I've found in my own code that using, for example, the name `sqlalchemy`
in my code means that I have to go through painful contortions to get
your code down to the PEP-8 recommended 80 characters per line. The
resulting mess of multi-line statements is significantly less readable
than the same code using the abbreviation `sa`.
Do you have an argument for avoiding renaming namespaces? So far the
only example you provided is a code fragment that doesn't run. I don't
disagree with you on that example; referring to numpy as np without
telling anyone what np refers to is a bad idea, but no functioning piece
of code could reasonably do that.
Cheers,
Cliff
The perfect rule satisfies both of them, but when I have to choose, I
prefer number 2. Renaming packages, especially those who are world wide
used, may confuse the reader and force him to browse into more code.
From the OP example, I was just pointing the fact that **he alone**
gains 3 characters when **all** the readers need to ask what means "np".
Renaming namespaces with a well chosen name (meaningful) is harmless.
br
Jean-Michel
<snip>
> Maybe I've been a little bit too dictatorial when I was saying that
> renaming namespaces should be avoided.
> Sure your way of doing make sense. In fact they're 2 main purposes of
> having strong coding rules:
> 1/ ease the coder's life
> 2/ ease the reader's life
>
> The perfect rule satisfies both of them, but when I have to choose, I
> prefer number 2. Renaming packages, especially those who are world wide
> used, may confuse the reader and force him to browse into more code.
>
> From the OP example, I was just pointing the fact that **he alone**
> gains 3 characters when **all** the readers need to ask what means "np".
> Renaming namespaces with a well chosen name (meaningful) is harmless.
As long as you keep all import statements at the head of the file, there
is no readability problems with renaming namespace.
Glance at the header file, see:
import numpy as np
and it's not hard to mentally switch np as numpy...

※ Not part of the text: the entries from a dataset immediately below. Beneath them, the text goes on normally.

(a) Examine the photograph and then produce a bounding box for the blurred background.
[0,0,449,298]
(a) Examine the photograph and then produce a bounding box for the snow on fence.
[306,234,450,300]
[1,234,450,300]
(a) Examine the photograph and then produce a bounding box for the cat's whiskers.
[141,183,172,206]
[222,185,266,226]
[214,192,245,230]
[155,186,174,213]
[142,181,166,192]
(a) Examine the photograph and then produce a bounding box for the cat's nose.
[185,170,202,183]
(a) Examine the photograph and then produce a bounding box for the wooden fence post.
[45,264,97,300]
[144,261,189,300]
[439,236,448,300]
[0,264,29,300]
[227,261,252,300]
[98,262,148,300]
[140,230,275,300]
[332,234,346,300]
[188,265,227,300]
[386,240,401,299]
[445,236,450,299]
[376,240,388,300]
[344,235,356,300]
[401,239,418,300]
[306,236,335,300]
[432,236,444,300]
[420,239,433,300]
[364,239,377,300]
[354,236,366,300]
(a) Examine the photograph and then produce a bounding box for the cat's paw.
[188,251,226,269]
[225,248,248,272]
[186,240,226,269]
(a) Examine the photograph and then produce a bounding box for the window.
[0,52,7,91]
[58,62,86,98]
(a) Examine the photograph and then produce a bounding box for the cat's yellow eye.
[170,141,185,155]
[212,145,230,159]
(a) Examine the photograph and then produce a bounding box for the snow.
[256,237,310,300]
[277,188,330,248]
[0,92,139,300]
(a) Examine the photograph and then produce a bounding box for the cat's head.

well, as long as your header doesn't look like this:
import numpy as np
import itertools as it
import Tkinter as Tk
from time import time as t
yep, your example is good, no namespace renaming ... :o)
I would gladly accept the following renaming:
import theMostEfficientPythonPackageInTheWorld as meppw
Hopefully, package names are often usable as provided.
Moreover, writing numpy instead of np is not harder for the coder than
switching mentally from np to numpy for the reader. It's just about who
you want to make the life easier, the coder or the reader ?
br
Jean-Michel
> Moreover, writing numpy instead of np is not harder for the coder than
> switching mentally from np to numpy for the reader. It's just about who
> you want to make the life easier, the coder or the reader ?
<shrug> It depends on the audience. For those familiar with numpy and the np
convention, it's easier to read code that uses np because there are many lines
with several numpy functions called in each.
--
Robert Kern
"I have come to believe that the whole world is an enigma, a harmless enigma
that is made terrible by our own mad attempt to interpret it as though it had
an underlying truth."
-- Umberto Eco
My point was, use namespace renaming whenever that improves readability;
however like all tools, don't overuse it
Another usecase might be when you have two similarly named package which
might bring confusion on which is which if left as is.